‘This is not a fight about party politics’: Women’s equal pay strike rocks Glasgow

23/10/2018
Mark Stern

Nicola Sturgeon said she had “nothing but admiration for the women involved”, and placed the blame for the strike at the door of previous Labour Council administrations

WOMEN council workers across Glasgow today began a two-day strike over a pay dispute with Glasgow City Council stretching back 12 years. 

The 8,000 GMB and Unison members on strike brought primary schools and care services to a standstill with picket lines across the city, with one specifically attracting the attention of the police after Glasgow City Council managers called them in.

The strikers marched in large numbers from Glasgow Green, through the centre of Glasgow, congregating in George Square in front of the City Chambers.

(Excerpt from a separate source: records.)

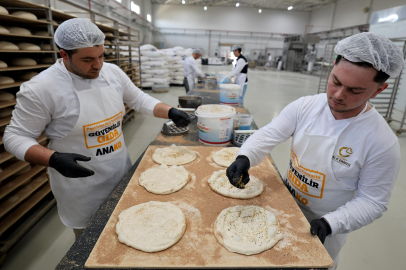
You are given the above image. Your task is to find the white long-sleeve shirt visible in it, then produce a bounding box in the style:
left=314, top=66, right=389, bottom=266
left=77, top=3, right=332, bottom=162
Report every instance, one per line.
left=238, top=94, right=401, bottom=235
left=183, top=56, right=204, bottom=77
left=3, top=59, right=160, bottom=160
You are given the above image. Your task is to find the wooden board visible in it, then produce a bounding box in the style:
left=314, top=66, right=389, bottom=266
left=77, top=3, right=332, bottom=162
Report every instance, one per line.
left=85, top=146, right=333, bottom=268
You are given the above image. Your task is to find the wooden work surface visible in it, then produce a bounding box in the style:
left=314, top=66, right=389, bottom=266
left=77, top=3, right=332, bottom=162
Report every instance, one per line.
left=85, top=146, right=333, bottom=268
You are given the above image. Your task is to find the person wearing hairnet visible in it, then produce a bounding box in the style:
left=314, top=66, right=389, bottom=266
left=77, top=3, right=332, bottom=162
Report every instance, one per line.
left=183, top=49, right=205, bottom=93
left=227, top=33, right=404, bottom=269
left=3, top=18, right=190, bottom=238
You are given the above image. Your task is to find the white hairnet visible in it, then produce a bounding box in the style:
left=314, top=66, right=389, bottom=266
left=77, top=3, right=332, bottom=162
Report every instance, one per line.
left=231, top=45, right=242, bottom=51
left=54, top=18, right=105, bottom=50
left=334, top=32, right=405, bottom=78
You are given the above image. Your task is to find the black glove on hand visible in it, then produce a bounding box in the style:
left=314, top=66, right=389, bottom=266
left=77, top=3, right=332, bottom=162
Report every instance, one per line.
left=49, top=152, right=94, bottom=178
left=226, top=156, right=250, bottom=189
left=168, top=108, right=191, bottom=127
left=310, top=218, right=331, bottom=244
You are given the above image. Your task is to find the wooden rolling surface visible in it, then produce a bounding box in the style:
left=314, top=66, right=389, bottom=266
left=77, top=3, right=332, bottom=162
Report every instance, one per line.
left=85, top=146, right=333, bottom=268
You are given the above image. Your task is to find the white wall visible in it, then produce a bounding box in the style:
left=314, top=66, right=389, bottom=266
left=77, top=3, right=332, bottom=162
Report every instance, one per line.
left=152, top=5, right=310, bottom=56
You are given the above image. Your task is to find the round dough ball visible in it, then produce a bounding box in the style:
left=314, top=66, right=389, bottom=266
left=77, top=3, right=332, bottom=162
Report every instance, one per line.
left=17, top=42, right=41, bottom=51
left=0, top=41, right=20, bottom=50
left=0, top=76, right=14, bottom=84
left=208, top=170, right=264, bottom=199
left=212, top=147, right=240, bottom=167
left=214, top=205, right=283, bottom=255
left=0, top=25, right=10, bottom=34
left=35, top=31, right=49, bottom=37
left=10, top=11, right=38, bottom=20
left=152, top=144, right=197, bottom=165
left=0, top=6, right=9, bottom=15
left=116, top=201, right=186, bottom=252
left=20, top=71, right=38, bottom=81
left=11, top=58, right=37, bottom=67
left=0, top=107, right=14, bottom=118
left=0, top=91, right=14, bottom=101
left=14, top=165, right=31, bottom=176
left=8, top=27, right=32, bottom=36
left=39, top=44, right=52, bottom=51
left=41, top=56, right=54, bottom=64
left=138, top=164, right=190, bottom=194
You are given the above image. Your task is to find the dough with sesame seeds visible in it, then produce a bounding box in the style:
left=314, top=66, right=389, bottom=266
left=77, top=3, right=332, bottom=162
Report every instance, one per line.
left=214, top=205, right=283, bottom=255
left=116, top=201, right=186, bottom=252
left=138, top=164, right=191, bottom=194
left=152, top=144, right=197, bottom=165
left=212, top=147, right=240, bottom=167
left=208, top=170, right=264, bottom=199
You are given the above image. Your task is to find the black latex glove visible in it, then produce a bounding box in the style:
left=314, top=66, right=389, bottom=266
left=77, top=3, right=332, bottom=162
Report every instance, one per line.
left=310, top=218, right=331, bottom=244
left=226, top=156, right=250, bottom=189
left=49, top=152, right=94, bottom=178
left=168, top=108, right=191, bottom=127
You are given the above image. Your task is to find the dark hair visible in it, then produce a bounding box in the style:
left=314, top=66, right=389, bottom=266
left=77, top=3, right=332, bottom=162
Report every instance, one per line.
left=59, top=48, right=77, bottom=59
left=336, top=55, right=390, bottom=84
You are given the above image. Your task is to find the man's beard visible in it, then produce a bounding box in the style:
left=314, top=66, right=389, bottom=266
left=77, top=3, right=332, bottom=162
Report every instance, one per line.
left=68, top=61, right=99, bottom=79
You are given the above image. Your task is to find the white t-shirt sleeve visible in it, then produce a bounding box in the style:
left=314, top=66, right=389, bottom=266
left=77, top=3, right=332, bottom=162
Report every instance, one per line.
left=238, top=98, right=303, bottom=167
left=323, top=142, right=401, bottom=235
left=3, top=84, right=52, bottom=160
left=116, top=67, right=161, bottom=116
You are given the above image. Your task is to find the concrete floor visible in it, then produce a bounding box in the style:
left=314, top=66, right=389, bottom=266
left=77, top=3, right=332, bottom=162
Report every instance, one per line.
left=0, top=66, right=406, bottom=270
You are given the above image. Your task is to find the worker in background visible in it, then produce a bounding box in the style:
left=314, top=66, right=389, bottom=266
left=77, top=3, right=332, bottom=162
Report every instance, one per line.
left=183, top=49, right=205, bottom=93
left=3, top=18, right=190, bottom=238
left=227, top=33, right=404, bottom=269
left=231, top=45, right=248, bottom=105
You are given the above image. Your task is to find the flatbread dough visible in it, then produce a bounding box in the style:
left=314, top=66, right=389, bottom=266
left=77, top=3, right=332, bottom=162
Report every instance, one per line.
left=17, top=42, right=41, bottom=51
left=11, top=58, right=37, bottom=67
left=138, top=164, right=190, bottom=194
left=214, top=205, right=283, bottom=255
left=0, top=41, right=20, bottom=50
left=212, top=147, right=240, bottom=167
left=116, top=201, right=186, bottom=252
left=152, top=144, right=197, bottom=165
left=208, top=170, right=264, bottom=199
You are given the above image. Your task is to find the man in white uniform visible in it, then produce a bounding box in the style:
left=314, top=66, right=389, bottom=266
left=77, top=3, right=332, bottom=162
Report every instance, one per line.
left=227, top=33, right=404, bottom=269
left=3, top=19, right=190, bottom=237
left=183, top=49, right=204, bottom=93
left=231, top=45, right=248, bottom=105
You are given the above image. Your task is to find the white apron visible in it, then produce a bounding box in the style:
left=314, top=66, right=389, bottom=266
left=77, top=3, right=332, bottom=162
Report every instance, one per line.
left=48, top=67, right=131, bottom=229
left=186, top=73, right=195, bottom=91
left=284, top=102, right=367, bottom=269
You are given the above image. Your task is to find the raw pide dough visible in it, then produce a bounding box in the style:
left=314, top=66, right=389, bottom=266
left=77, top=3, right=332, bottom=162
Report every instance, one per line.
left=152, top=144, right=197, bottom=165
left=17, top=42, right=41, bottom=51
left=138, top=164, right=190, bottom=194
left=11, top=58, right=37, bottom=67
left=0, top=41, right=19, bottom=50
left=214, top=205, right=283, bottom=255
left=212, top=147, right=240, bottom=167
left=116, top=201, right=186, bottom=252
left=208, top=170, right=264, bottom=199
left=10, top=11, right=38, bottom=20
left=0, top=76, right=14, bottom=84
left=8, top=27, right=31, bottom=36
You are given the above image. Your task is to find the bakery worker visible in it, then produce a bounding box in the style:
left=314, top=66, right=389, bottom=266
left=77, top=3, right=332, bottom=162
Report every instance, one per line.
left=3, top=18, right=190, bottom=237
left=227, top=33, right=404, bottom=269
left=231, top=45, right=248, bottom=104
left=183, top=49, right=204, bottom=93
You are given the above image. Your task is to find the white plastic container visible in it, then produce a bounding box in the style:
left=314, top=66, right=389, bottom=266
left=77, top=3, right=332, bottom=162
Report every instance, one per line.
left=220, top=84, right=241, bottom=105
left=195, top=105, right=236, bottom=146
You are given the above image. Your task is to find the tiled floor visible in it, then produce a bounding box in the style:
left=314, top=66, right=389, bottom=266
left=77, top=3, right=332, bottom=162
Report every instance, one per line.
left=1, top=66, right=406, bottom=270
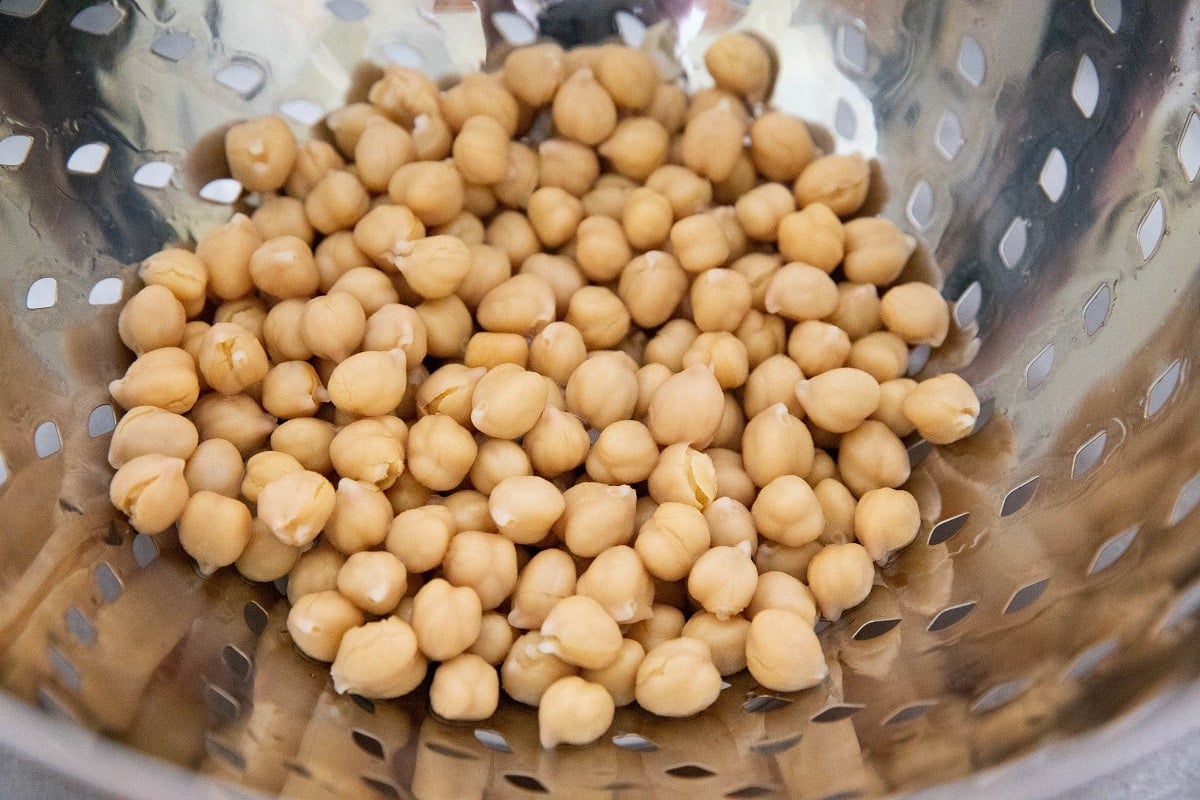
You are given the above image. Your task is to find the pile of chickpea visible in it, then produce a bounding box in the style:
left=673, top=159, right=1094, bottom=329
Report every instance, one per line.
left=109, top=34, right=979, bottom=747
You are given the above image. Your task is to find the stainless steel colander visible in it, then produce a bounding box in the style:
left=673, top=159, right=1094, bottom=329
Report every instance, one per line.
left=0, top=0, right=1200, bottom=800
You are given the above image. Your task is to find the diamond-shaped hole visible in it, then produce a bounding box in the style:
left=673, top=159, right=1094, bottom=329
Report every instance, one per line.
left=1084, top=283, right=1112, bottom=336
left=1166, top=473, right=1200, bottom=525
left=1146, top=359, right=1183, bottom=420
left=280, top=97, right=325, bottom=125
left=954, top=281, right=983, bottom=327
left=25, top=277, right=59, bottom=311
left=1038, top=148, right=1067, bottom=203
left=1180, top=112, right=1200, bottom=182
left=492, top=11, right=538, bottom=47
left=88, top=403, right=116, bottom=439
left=150, top=30, right=196, bottom=61
left=838, top=25, right=866, bottom=74
left=1092, top=0, right=1121, bottom=34
left=1025, top=344, right=1054, bottom=391
left=1070, top=431, right=1109, bottom=479
left=1004, top=578, right=1050, bottom=614
left=212, top=60, right=266, bottom=98
left=34, top=422, right=62, bottom=458
left=956, top=35, right=986, bottom=86
left=88, top=278, right=125, bottom=306
left=1138, top=198, right=1166, bottom=261
left=71, top=2, right=125, bottom=36
left=133, top=161, right=175, bottom=188
left=934, top=110, right=965, bottom=161
left=998, top=217, right=1028, bottom=269
left=1000, top=475, right=1042, bottom=517
left=0, top=133, right=34, bottom=167
left=1087, top=525, right=1138, bottom=575
left=833, top=97, right=858, bottom=139
left=905, top=180, right=934, bottom=230
left=67, top=142, right=108, bottom=175
left=1070, top=55, right=1100, bottom=119
left=926, top=600, right=976, bottom=633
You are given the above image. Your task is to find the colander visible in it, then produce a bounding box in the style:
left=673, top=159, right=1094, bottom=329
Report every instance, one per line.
left=0, top=0, right=1200, bottom=800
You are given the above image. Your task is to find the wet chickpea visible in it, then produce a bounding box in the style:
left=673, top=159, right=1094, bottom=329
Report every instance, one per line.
left=224, top=115, right=296, bottom=192
left=763, top=261, right=838, bottom=321
left=846, top=331, right=908, bottom=383
left=442, top=530, right=517, bottom=610
left=750, top=112, right=816, bottom=183
left=269, top=417, right=337, bottom=473
left=116, top=284, right=187, bottom=355
left=522, top=405, right=592, bottom=476
left=635, top=638, right=721, bottom=717
left=742, top=403, right=812, bottom=487
left=538, top=139, right=600, bottom=198
left=184, top=439, right=245, bottom=501
left=746, top=608, right=829, bottom=692
left=902, top=373, right=979, bottom=445
left=304, top=169, right=371, bottom=234
left=288, top=590, right=365, bottom=662
left=596, top=116, right=671, bottom=181
left=329, top=616, right=428, bottom=699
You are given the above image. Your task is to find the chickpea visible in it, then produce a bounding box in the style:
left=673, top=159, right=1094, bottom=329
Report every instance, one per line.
left=763, top=261, right=838, bottom=321
left=304, top=169, right=371, bottom=234
left=565, top=352, right=637, bottom=431
left=742, top=355, right=801, bottom=419
left=808, top=542, right=875, bottom=622
left=442, top=530, right=517, bottom=609
left=538, top=139, right=600, bottom=197
left=586, top=420, right=659, bottom=485
left=635, top=638, right=721, bottom=717
left=646, top=164, right=713, bottom=219
left=224, top=115, right=296, bottom=192
left=108, top=405, right=200, bottom=469
left=288, top=590, right=365, bottom=662
left=521, top=405, right=592, bottom=477
left=269, top=417, right=336, bottom=473
left=596, top=116, right=671, bottom=181
left=108, top=453, right=188, bottom=535
left=578, top=545, right=657, bottom=633
left=846, top=331, right=908, bottom=383
left=529, top=323, right=587, bottom=386
left=487, top=474, right=566, bottom=545
left=551, top=68, right=617, bottom=146
left=184, top=439, right=245, bottom=496
left=192, top=392, right=276, bottom=458
left=742, top=403, right=812, bottom=488
left=902, top=373, right=979, bottom=445
left=746, top=608, right=829, bottom=692
left=286, top=137, right=346, bottom=200
left=330, top=616, right=428, bottom=699
left=745, top=570, right=817, bottom=628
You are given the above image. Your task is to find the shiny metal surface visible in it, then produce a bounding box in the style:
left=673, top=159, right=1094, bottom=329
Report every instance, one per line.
left=0, top=0, right=1200, bottom=800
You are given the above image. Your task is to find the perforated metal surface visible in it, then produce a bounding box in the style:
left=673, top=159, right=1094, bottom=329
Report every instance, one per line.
left=0, top=0, right=1200, bottom=799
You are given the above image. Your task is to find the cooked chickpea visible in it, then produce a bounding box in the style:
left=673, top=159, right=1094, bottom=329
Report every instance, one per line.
left=750, top=112, right=816, bottom=182
left=635, top=638, right=721, bottom=717
left=108, top=453, right=190, bottom=535
left=442, top=527, right=517, bottom=609
left=108, top=348, right=200, bottom=414
left=763, top=261, right=838, bottom=321
left=521, top=405, right=592, bottom=477
left=808, top=542, right=875, bottom=622
left=184, top=439, right=245, bottom=496
left=329, top=616, right=428, bottom=699
left=902, top=373, right=979, bottom=445
left=224, top=115, right=296, bottom=192
left=288, top=590, right=365, bottom=662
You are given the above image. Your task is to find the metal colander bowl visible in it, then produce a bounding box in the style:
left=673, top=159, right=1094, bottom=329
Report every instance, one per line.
left=0, top=0, right=1200, bottom=800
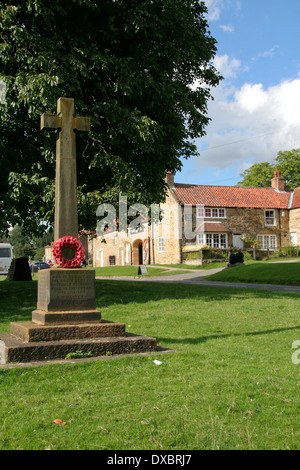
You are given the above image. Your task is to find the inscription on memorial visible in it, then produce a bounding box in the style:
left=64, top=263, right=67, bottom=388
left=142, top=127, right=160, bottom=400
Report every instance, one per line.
left=38, top=269, right=96, bottom=312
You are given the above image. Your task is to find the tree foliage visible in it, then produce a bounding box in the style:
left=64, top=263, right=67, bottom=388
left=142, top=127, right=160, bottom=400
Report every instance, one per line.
left=8, top=225, right=53, bottom=260
left=237, top=149, right=300, bottom=189
left=0, top=0, right=221, bottom=235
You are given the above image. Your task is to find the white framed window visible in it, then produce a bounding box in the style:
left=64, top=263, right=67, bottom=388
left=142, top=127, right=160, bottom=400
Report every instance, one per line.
left=196, top=206, right=205, bottom=219
left=197, top=207, right=226, bottom=219
left=265, top=210, right=276, bottom=226
left=158, top=237, right=165, bottom=253
left=197, top=233, right=228, bottom=248
left=257, top=235, right=277, bottom=250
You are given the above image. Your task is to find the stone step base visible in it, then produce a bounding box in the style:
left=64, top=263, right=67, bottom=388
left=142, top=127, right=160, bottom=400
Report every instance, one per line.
left=10, top=320, right=125, bottom=343
left=32, top=309, right=101, bottom=325
left=0, top=333, right=157, bottom=364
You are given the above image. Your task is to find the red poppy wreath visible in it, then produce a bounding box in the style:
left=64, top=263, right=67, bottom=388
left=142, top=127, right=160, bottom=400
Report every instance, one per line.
left=52, top=236, right=85, bottom=268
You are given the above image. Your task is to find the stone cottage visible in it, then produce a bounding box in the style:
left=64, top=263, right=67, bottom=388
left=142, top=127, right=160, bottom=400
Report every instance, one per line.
left=93, top=172, right=300, bottom=267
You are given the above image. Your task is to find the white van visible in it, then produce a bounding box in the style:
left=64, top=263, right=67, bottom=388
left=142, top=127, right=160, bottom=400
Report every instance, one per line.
left=0, top=243, right=13, bottom=274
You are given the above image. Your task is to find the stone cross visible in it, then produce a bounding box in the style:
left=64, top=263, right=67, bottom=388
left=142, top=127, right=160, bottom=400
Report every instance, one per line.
left=41, top=98, right=90, bottom=241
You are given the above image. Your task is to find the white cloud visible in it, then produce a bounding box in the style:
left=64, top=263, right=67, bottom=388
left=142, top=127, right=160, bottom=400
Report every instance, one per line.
left=214, top=54, right=241, bottom=78
left=195, top=79, right=300, bottom=172
left=220, top=24, right=234, bottom=33
left=204, top=0, right=223, bottom=21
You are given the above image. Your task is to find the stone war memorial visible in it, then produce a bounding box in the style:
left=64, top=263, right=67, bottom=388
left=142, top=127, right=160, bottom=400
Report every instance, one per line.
left=0, top=98, right=157, bottom=364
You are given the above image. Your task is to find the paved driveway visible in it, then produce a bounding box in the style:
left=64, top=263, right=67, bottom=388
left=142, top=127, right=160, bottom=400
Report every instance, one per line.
left=96, top=268, right=300, bottom=293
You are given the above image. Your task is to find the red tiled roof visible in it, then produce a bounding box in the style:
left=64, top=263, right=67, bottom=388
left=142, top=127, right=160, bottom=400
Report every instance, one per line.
left=174, top=183, right=290, bottom=209
left=290, top=188, right=300, bottom=209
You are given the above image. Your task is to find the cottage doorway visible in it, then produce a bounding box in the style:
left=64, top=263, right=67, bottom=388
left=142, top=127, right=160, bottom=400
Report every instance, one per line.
left=132, top=240, right=143, bottom=266
left=232, top=233, right=244, bottom=250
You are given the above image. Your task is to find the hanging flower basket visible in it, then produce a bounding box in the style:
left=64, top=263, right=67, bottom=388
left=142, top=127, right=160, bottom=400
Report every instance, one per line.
left=52, top=236, right=85, bottom=268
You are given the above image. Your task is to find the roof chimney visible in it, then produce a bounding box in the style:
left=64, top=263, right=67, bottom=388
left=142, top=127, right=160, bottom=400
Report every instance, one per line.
left=271, top=171, right=285, bottom=191
left=165, top=170, right=174, bottom=188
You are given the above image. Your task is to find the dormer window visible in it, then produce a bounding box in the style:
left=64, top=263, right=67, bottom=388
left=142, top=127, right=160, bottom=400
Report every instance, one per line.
left=197, top=206, right=226, bottom=219
left=265, top=210, right=276, bottom=227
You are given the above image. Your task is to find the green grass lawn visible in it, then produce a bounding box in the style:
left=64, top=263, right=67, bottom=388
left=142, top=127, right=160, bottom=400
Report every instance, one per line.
left=205, top=262, right=300, bottom=286
left=0, top=280, right=300, bottom=451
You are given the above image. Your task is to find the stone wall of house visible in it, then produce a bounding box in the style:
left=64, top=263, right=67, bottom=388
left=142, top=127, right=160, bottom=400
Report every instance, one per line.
left=224, top=208, right=290, bottom=248
left=182, top=206, right=292, bottom=247
left=150, top=190, right=182, bottom=264
left=289, top=209, right=300, bottom=245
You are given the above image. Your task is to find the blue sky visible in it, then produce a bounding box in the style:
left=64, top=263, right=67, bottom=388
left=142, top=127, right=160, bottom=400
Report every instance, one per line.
left=175, top=0, right=300, bottom=186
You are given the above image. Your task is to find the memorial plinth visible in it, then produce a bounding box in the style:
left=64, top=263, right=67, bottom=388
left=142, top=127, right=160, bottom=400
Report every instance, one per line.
left=32, top=268, right=101, bottom=325
left=0, top=98, right=157, bottom=364
left=0, top=268, right=157, bottom=364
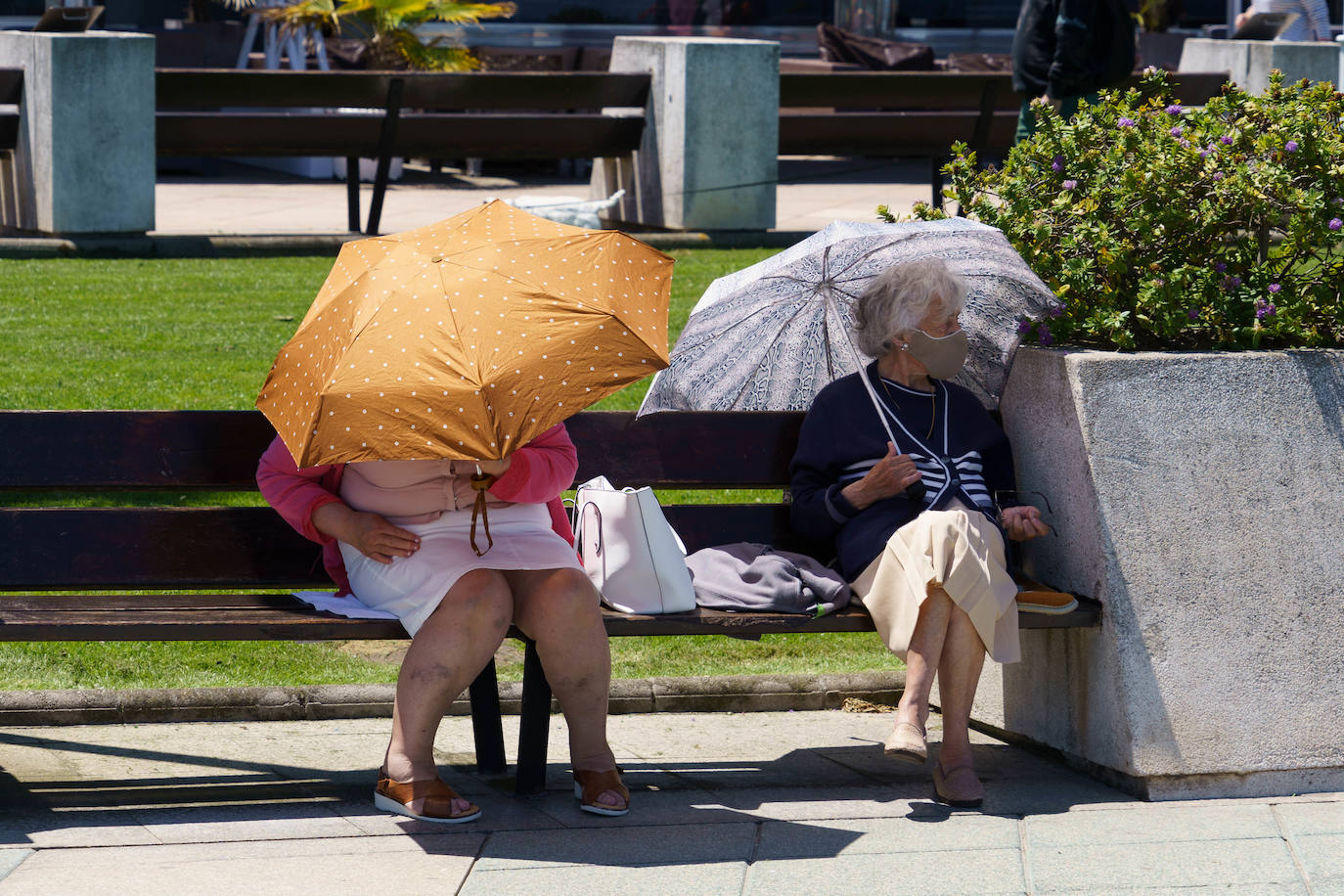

The long-running pay dispute began in 2006 when the then Labour-led council introduced a new pay review scheme – Workforce Pay and Benefits Review (WPBR) – which led to female-dominated roles such as carers and cooks being payed up to £3 an hour less than male-dominated roles of equal value, such as rubbish collection. WPBR has been challenged by council staff since 2009 and was ruled inappropriate by the Court of Session in August 2017.

The unions say this week’s strike is over a lack of significant progress made toward the negotiated settlement promised by the council when the SNP took control in May 2017.

The strikers are demanding an end to the gender pay discrepancy, and re-payment for the years of work completed at a lower rate of pay than their male colleagues. The cost to Glasgow City Council of agreeing to the strikers’ demands has been estimated at £500m-£1,000m.

Glasgow City Council leader and SNP councillor Susan Aitken was the target of much of the criticism owing to her recent comment that the strikers did not know what they were striking for, and that it would delay the process of reaching a settlement by taking strike action.

First Minister Nicola Sturgeon posted a message of support to the strikers on twitter and placed the blame for the issue on to previous Labour administrations.

Equal pay for women, not party politics, was the clear message from both strikers and union leaders. Lynn Henderson, STUC President, emphasised that the demand from the strikers was clear, to achieve “what rightly belongs to women workers: equal pay”. Henderson also rejected the idea that the strike was drummed up by union leaders instead of a workers’ led movement, stating “It is you, the women, the workers, who are the union”.

GMB Regional Officer Rhea Wolfson, who is also a candidate for Labour at the next Scottish elections, called for the council to listen and engage in meaningful negotiation with workers rather than attempt to come to a solution behind closed doors.

Shona Thompson, GMB Branch Secretary, identified the need to be heard as the main reason for the strike action.

“We are here today because that’s what it has taken for this City to hear us,” she told the strikers, saying their demands were: “No more, or no less than what we are owed.”